## How to use UpTrain to validate LLM responses

**Overview**: In this example, we will see how to validate our LLM responses using UpTrain, before passing them to downstream tasks. The validation, is done by a list of defined checks. If the generated output is not validated, UpTrain will retry the LLM till it is. We will use a QnA task as an example to highlight the same.

**Why is validation needed**: LLMs are great but they are not 100% reliable. Downstream tasks require the LLM response in a particular structure. Sometimes the response produced by the LLM deviates from the required structure, this could cause all sorts of problems. LLMs can hallucinate randomly, and we definitely don't want to show those results to our users. Hence, we have to run validation checks on our LLM responses, catch where they go wrong and retry the LLMs. This process is repeated until the LLM output passes all the validation checks.

**Task Setup**: The workflow of our hypothetical QnA application goes like,
- User enters a natural language query. 
- The query is converted to an embedding, and relevant sections from the documentation are retrieved using nearest neighbor search. 
- The original query along with the retrieved sections is passed to a language model (LM), along with a custom prompt to generate a response. 

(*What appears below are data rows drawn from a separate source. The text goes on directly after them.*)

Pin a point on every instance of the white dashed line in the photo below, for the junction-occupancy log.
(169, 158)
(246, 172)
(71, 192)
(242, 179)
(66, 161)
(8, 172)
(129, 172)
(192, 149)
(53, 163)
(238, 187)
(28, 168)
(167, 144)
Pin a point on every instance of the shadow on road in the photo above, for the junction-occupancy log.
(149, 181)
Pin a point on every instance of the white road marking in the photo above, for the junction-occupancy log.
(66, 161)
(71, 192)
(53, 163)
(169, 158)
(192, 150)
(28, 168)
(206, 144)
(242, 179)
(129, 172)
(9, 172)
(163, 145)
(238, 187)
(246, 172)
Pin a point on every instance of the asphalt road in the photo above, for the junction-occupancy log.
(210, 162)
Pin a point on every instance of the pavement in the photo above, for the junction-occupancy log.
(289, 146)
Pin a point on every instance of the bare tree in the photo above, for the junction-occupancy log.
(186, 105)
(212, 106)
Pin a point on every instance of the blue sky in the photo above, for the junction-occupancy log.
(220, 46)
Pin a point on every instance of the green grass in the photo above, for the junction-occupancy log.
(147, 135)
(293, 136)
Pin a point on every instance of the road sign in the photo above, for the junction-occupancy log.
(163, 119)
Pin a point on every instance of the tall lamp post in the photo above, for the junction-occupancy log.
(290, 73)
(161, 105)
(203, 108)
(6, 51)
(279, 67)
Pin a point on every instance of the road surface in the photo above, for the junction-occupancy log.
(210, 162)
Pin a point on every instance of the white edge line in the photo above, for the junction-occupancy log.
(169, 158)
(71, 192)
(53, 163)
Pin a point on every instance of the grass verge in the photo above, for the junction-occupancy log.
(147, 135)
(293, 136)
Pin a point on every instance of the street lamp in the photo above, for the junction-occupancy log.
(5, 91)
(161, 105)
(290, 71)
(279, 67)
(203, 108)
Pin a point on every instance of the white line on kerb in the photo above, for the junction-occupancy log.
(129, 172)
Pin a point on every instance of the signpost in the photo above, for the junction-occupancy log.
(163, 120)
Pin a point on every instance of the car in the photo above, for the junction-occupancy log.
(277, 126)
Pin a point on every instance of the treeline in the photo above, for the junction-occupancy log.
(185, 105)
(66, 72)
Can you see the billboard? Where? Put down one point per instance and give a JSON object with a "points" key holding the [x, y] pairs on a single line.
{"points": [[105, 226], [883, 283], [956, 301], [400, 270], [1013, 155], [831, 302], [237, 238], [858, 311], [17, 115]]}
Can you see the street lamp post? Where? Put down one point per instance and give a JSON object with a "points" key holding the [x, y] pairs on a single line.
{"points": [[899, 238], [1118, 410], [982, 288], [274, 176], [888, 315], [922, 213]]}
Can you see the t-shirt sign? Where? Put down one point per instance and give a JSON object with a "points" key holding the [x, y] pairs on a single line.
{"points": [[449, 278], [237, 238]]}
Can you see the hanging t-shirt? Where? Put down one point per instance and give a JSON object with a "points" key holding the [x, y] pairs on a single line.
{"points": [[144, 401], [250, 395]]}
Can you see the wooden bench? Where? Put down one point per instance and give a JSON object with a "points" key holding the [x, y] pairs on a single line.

We use a dataset built from logs generated by a chatbot made to answer questions from the [Streamlit user documentation](https://docs.streamlit.io/). 

**Solution**: We illustate how to use the "Uptrain Validation framework" to validate the performance of the chatbot. 

## Install required packages

```bash
pip install uptrain[full]  # Install UpTrain with all dependencies
```

#### Make sure to define openai_api_key

In [6]:
import os
os.environ['OPENAI_API_KEY'] = "..."
import openai
import polars as pl
import json

# Let's first define our prompt and model

We have designed a prompt template to take in a question and a document and extract the relevant sections from it.

In [2]:
prompt_template = """
    You are a developer assistant that can only quote text from documents. 
    You will be given a section of technical documentation titled {document_title}.
    
    The input is: '{question}?'. 

    Your task is to answer the question by quoting exactly all sections of the document that are relevant to any topics of the input. 
    Copy the text exactly as found in the original document. 
    
    Okay, here is the document:
    --- START: Document ---
    
    {document_text}

    -- END: Document ---
    Now do the task. If there are no relevant sections, just respond with \"<EMPTY MESSAGE>\".
    
    Here is the answer:
"""


Let's now load our dataset and see how that looks

In [3]:
url = "https://oodles-dev-training-data.s3.us-west-1.amazonaws.com/qna-streamlit-docs.jsonl"
dataset_path = os.path.join("datasets", "qna-notebook-data.jsonl")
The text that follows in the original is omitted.